Teacher's family flees Katrina's fierce winds
Published 12:03 pm Thursday, December 11, 2008
By Dennis Box
The Courier-Herald
Hurricane Katrina's fierce winds and flooding may not have physically reached into Bonny Lake, but it did emotionally.
Mark Dawson, the Emerald Hills Elementary School music teacher, was born, raised and graduated from college in New Orleans. His immediate family lives in the city, and when the call came to evacuate, the fear and concern stretched to Bonney Lake.
"My family left at 3 a.m. Sunday," Dawson said. "They heard the mayor was issuing a mandatory evacuation. They knew it would be worse than usual, but no one thought it would be anything like it is."
When the hurricane slammed into the city with winds around 145 mph and a 28-foot storm surge that busted the levees holding water back from Lake Pontchartrain and Lake Maureras, the city Dawson had left fell into a wash of water and chaos.

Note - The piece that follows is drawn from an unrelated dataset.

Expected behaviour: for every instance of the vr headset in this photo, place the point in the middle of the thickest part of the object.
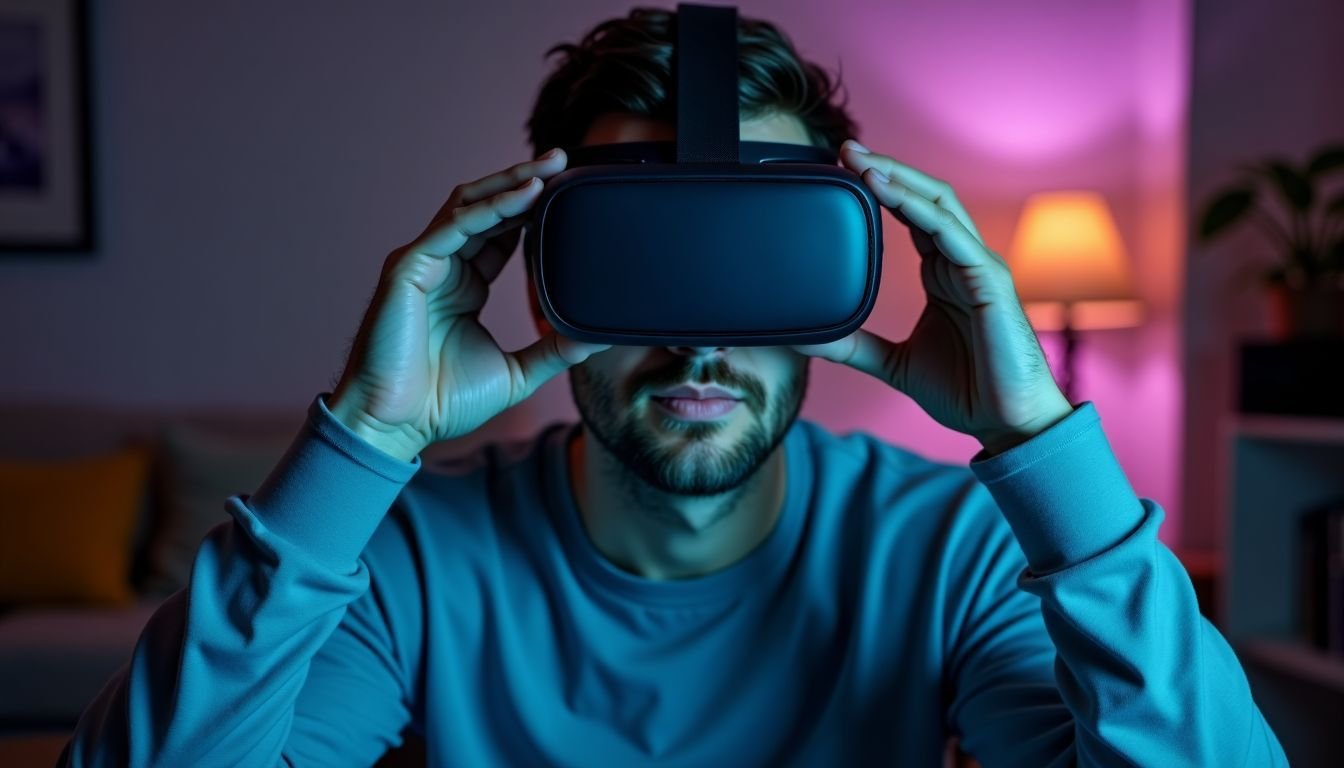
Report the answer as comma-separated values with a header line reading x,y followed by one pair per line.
x,y
707,240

Dawson saw the elementary school he attended underwater on television, and he could not contact his family. He knew his 53-year-old mother, 92-year-old grandmother, two sisters and a brother, their families, an aunt and other family members had left, but for nearly two days there was no word.

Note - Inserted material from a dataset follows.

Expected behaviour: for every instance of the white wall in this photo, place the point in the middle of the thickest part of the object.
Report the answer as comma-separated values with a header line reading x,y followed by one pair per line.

"The cell phones failed," Dawson said. "I got most of my information from the news."
Finally the only communication that would work for Dawson was text messaging, and he was able to contact a family friend and the day after the storm hit he talked to his mother.
"They were in Houston," Dawson said. "They were all in one hotel room, about nine or 10 people and a poodle. My mom saw our house on TV underwater."

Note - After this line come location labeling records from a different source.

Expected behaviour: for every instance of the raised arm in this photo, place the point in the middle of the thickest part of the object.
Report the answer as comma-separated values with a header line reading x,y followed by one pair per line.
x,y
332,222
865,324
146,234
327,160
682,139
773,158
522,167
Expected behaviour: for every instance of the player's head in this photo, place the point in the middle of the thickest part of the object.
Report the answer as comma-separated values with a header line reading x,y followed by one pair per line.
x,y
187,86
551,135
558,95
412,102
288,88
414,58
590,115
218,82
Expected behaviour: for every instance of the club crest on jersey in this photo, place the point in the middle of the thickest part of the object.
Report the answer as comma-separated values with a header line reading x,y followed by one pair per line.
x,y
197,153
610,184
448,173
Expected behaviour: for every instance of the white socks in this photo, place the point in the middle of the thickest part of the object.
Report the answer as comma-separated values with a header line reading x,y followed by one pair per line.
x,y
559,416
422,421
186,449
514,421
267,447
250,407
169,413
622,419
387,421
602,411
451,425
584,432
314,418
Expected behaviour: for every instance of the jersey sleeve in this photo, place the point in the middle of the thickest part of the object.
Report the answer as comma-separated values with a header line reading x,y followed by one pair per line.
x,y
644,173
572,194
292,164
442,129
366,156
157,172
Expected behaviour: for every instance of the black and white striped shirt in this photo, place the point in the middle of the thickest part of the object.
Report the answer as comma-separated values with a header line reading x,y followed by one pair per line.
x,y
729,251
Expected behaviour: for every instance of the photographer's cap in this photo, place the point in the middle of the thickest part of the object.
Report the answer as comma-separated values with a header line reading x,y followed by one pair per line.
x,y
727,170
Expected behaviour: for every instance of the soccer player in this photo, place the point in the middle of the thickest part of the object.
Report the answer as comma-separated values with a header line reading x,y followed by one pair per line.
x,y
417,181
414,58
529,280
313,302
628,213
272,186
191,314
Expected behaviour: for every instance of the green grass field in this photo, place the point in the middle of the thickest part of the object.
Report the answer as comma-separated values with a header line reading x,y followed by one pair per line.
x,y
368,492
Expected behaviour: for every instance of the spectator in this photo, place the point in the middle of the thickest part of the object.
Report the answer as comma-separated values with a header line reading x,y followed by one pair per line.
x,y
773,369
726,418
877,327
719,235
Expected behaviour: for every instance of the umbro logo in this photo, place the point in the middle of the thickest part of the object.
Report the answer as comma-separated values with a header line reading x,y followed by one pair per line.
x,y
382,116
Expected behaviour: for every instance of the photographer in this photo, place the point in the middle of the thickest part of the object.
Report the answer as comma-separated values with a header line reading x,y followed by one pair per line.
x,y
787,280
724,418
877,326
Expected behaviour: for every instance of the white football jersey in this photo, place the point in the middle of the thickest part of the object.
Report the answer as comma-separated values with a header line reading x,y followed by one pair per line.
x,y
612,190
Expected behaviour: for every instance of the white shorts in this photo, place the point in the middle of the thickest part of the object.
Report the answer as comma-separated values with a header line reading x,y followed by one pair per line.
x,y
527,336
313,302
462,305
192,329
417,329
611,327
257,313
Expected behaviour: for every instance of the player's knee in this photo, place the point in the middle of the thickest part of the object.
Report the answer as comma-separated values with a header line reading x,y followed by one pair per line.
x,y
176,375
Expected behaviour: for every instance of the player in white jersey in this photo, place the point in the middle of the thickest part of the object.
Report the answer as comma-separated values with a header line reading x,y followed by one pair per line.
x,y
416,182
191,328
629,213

The only family member unable to evacuate was Dawson's niece, Donna Dawson, an Orleans Parish Sheriff's Deputy.
"They didn't evacuate the jail, so she had to stay," Dawson said.
Dawson heard stories on broadcast news of prisoners being taken out of jail and breaking away, but he was able to text message her the morning of Aug. 31 and found the stories were false and his niece was OK.
By Friday his niece was on her way out of the city and his family had found a second room.
"I'm hoping my niece is on one of the buses," Dawson said. "My mother was able to laugh a little today. She told me she had just gotten her roof repaired. I know she's worried about her house and her job. At some point the bills are going to start coming."
Dawson said people from Emerald Hills Elementary have offered to donate clothing and the children from a school in Texas where he taught before coming to Bonney Lake have collected money for his family.
"People have been very kind," the 33-year-old Dawson said. "It's awful to see this happen to this city I loved. I spent most of my life there and it's gone."